Farmers/Herdsmen clashes: UK Parliament postpones T.Y. Danjuma’s invitation
The United Kingdom Parliament on Friday postponed its invitation extended to a former chief of army staff, Gen. Theophilus Danjuma to speak on the lingering killings and attacks in the troubled North and central Nigeria.
Recall that members of the British House of Lords, which is the upper house of that country’s parliament, invited Danjuma, a former chief of army staff, to address them on September 5 on the violence that has claimed over 1,500 civilians this year alone. But two days since the date passed, there was no indication that it held or any information about why it failed to hold.
A widely circulated announcement of the programme said Danjuma would address the House of Lords on whether Nigeria faces an existential threat with the large-scale killings that have also seen hundreds of thousands villagers displaced across several states along the Benue River.
Also invited to speak alongside Danjuma was Ben Kwashi, the Anglican Archbishop of Jos, the capital of Plateau State where hundreds have been killed in attacks linked to herdsmen this year alone.
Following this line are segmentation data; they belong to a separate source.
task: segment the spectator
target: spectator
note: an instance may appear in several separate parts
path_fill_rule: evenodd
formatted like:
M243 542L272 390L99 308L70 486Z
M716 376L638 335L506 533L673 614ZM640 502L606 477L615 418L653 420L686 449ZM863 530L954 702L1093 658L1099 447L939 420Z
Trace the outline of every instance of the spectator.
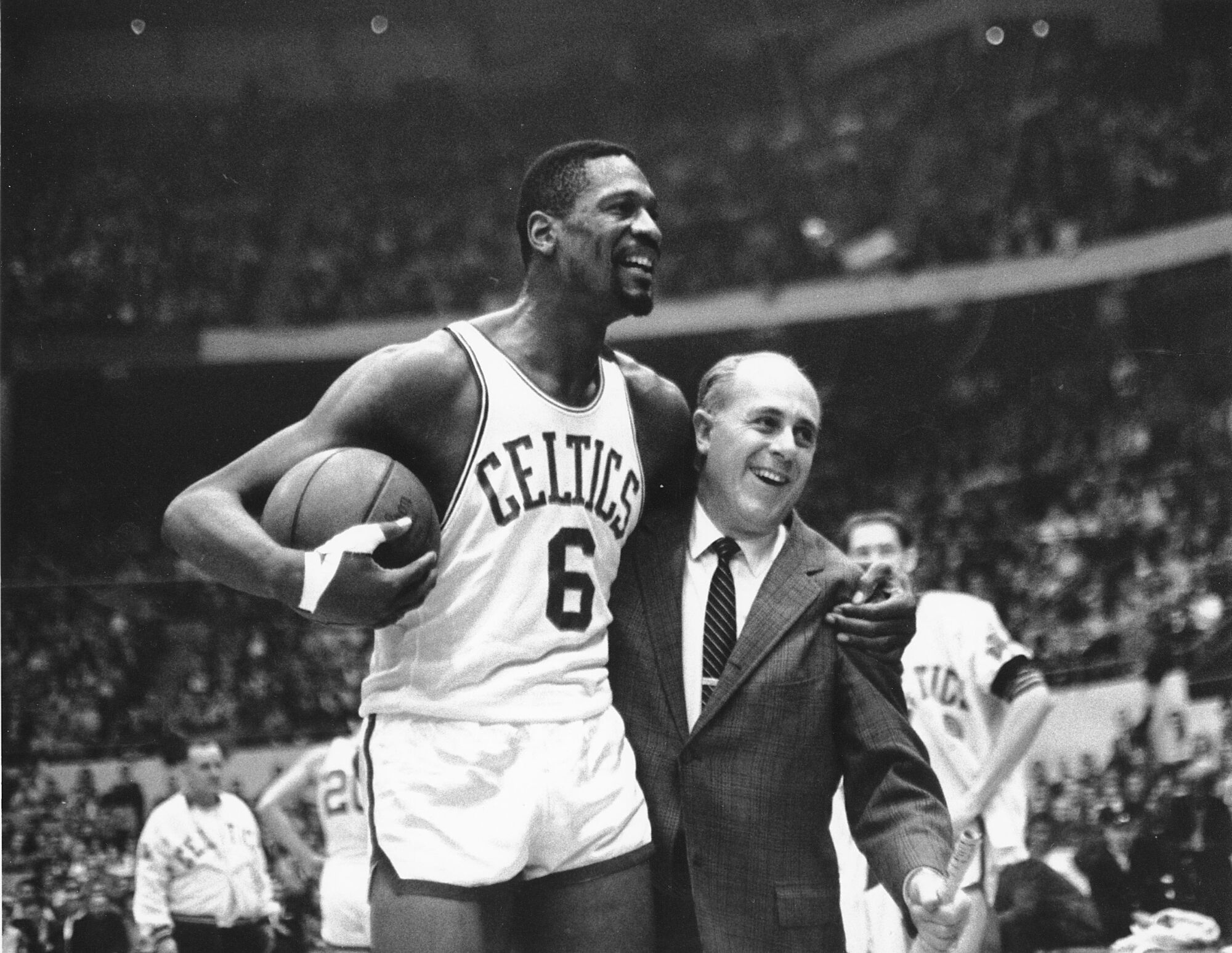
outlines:
M64 953L128 953L129 948L123 915L101 887L92 885L86 906L64 923Z
M17 884L12 917L9 921L26 938L31 953L52 953L55 936L55 914L43 900L33 878Z
M1002 871L995 911L1004 953L1103 942L1094 904L1044 859L1052 847L1052 824L1046 814L1031 818L1026 827L1030 856Z
M1100 811L1101 836L1078 851L1074 863L1090 883L1090 898L1103 927L1101 942L1111 944L1130 935L1132 912L1143 893L1141 871L1133 868L1131 846L1138 821L1109 808Z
They were invited by David Alton and Caroline Cox, both life peers from Liverpool and Queensbury, respectively.
“The event was postponed, which is why there have been no reports about it and no record of the event appears on the UK Parliament website,” a spokesperson for Christian Solidarity Worldwide (CSW), which coordinated the event and circulated invitations said on Friday afternoon.
The CSW said no new date has been determined after the postponement, adding that Alton, as the UK official responsible for the event, “would be best placed to answer any questions about when it is likely to take place.”
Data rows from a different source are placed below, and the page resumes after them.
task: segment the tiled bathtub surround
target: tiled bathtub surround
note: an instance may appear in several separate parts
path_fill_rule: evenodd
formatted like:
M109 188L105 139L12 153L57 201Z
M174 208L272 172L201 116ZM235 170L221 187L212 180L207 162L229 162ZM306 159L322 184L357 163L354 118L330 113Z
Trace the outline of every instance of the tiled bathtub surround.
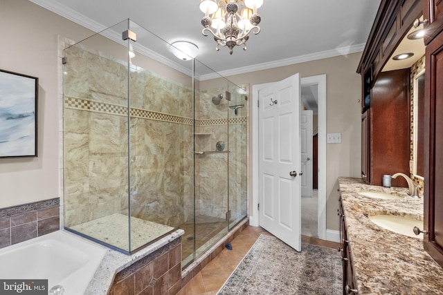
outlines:
M181 289L181 243L177 239L118 272L108 294L176 294Z
M0 248L60 229L58 198L0 209Z

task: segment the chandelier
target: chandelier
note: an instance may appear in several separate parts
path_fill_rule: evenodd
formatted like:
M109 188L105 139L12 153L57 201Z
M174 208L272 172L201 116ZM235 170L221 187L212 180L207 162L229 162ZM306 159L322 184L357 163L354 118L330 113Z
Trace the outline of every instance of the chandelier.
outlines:
M262 19L257 9L262 4L263 0L201 0L200 10L205 14L201 33L214 36L217 51L220 46L228 46L232 55L234 47L240 45L246 50L249 34L260 32L257 25Z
Alton could not be reached for comments Friday night. Messages and telephone calls to Danjuma were not immediately returned Friday night.
Danjuma’s botched appearance was to hold two days after 11 people were killed and a dozen wounded in an overnight attack on Plateau communities. A similar violence in another Plateau local government had killed several residents only four days earlier.
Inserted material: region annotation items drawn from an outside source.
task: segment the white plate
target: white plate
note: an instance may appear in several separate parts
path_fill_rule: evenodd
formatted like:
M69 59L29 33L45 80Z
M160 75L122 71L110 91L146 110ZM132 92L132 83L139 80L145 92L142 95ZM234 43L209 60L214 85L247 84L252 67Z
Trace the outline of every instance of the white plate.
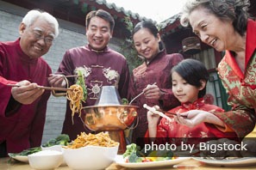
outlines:
M8 154L9 157L17 160L19 161L22 161L25 163L28 163L28 156L23 156L23 155L13 155L12 154Z
M194 160L204 162L209 165L213 166L222 166L222 167L238 167L238 166L251 166L256 165L255 157L244 157L237 158L232 160L209 160L200 157L193 157Z
M116 157L115 161L116 163L125 167L130 167L130 168L147 168L147 167L168 167L172 166L182 161L184 161L186 160L190 159L190 157L180 157L177 158L175 160L165 160L165 161L148 161L148 162L138 162L138 163L127 163L124 161L124 159L122 158L122 155L119 155Z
The assaults on the communities underscore the protraction of the violence in central Nigeria, although overall killings have reduced in intensity across the region in recent weeks.
Danjuma, a one-time defence minister from Taraba State where hundreds have been killed by suspected herdsmen, is amongst the prominent senior citizens from the region who are becoming increasingly outraged by the violence.
In March, he accused the Nigerian armed forces, especially the Nigerian Army and the police, of complicity in the deadly violence, warning residents across the lush plains of Benue River to arm themselves or risk being incrementally wiped off.
“The armed forces are not neutral,” Danjuma said at the maiden convocation of the Taraba State University in Jalingo March 24. “They collude with the armed bandits to kill people, kill Nigerians.”
The comments sent ripples through the country’s security circles, and also placed top officials of the Buhari administration on immediate defensive.
The military said it took the allegations seriously, coming from a retired lieutenant general who hardly comments publicly on issues. The military, however, denied the allegations.
The Nigerian Army promptly set up a panel, which it said comprised human rights advocates and own personnel, to probe the allegations. The panel absolved the military of conspiring to kill citizens as alleged by Mr Danjuma in a report submitted about two months later in May.
In late June, the House of Lords held a session about the killings in Nigeria, with many lawmakers, including Mr Alton, alleging that the killings bored the markings of a coordinated effort to chase Christian residents from their ancestral communities across central Nigeria.
“Despite the herder militia taking more lives during 2015, 2016 and 2017 than Boko Haram, President Buhari, who belongs to the same ethnic group, has been accused of turning a blind eye,” a member, Denis Tunnicliffe, said during a debate on the herdsmen crisis June 28.
“Beyond intermittent verbal condemnations, I cannot see much practical action that has been taken to end the violence, which has emboldened perpetrators even further,” Alton said in his contribution at the time.
However, the federal government did not respond to the scathing June 28 session at the House of Lords.